Officers Tim Pappas and Tai Huynh, who head up the enforcement team, both have well over 10 years of experience in traffic enforcement. They will receive specific training to enforce DUI laws, but there won’t be a steep learning curve since they are both veterans, Bushhousen said.

“Both are currently traffic officers, so they already have hundreds of arrests,” Bushhousen said.

In addition to their regular duties as patrol officers, Huynh and Pappas will take charge of serving arrest warrants to DUI offenders who have failed to appear in court.

The numbers of DUI arrests in Huntington have gone up by almost 200 each year since 2004.

As of Wednesday, police made 1,383 DUI-related arrests this year. Bushhousen attributed it to the department’s “aggressive posture on DUI enforcement,” not necessarily to a rise in new drunk drivers.

“I don’t think there is any city that can say [more people are driving under the influence] just because of [more] arrests,” he said.

But one thing people can say by looking at the figures is that the number of people killed in DUI-related traffic accidents in the city is on the rise.

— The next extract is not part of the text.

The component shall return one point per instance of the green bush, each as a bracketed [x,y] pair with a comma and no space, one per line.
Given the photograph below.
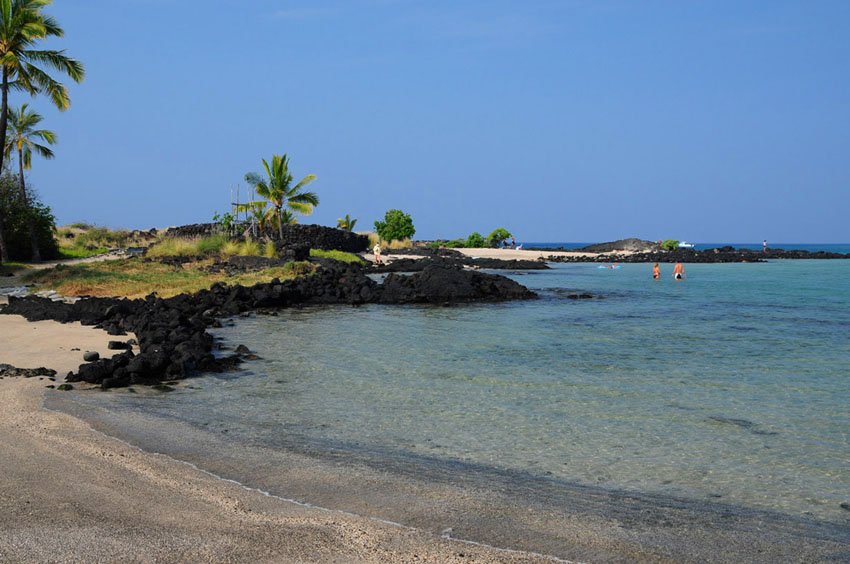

In 2002, more than half of the 12 fatal traffic accidents in Huntington were DUI-related. The numbers have not been that high since, but they have steadily risen each year, with one DUI-related fatality in 2003, two in 2004, three in 2005 and, as of Wednesday, four deaths in 2006.

As the new year comes around, Bushhousen’s main goal for the program is prevention.

If people know that there is a team out there focused on specifically enforcing DUI laws, hopefully the risk of apprehension will deter drivers from taking the risk, Bushhousen said.

“We’ll be around for the next two years,” he said.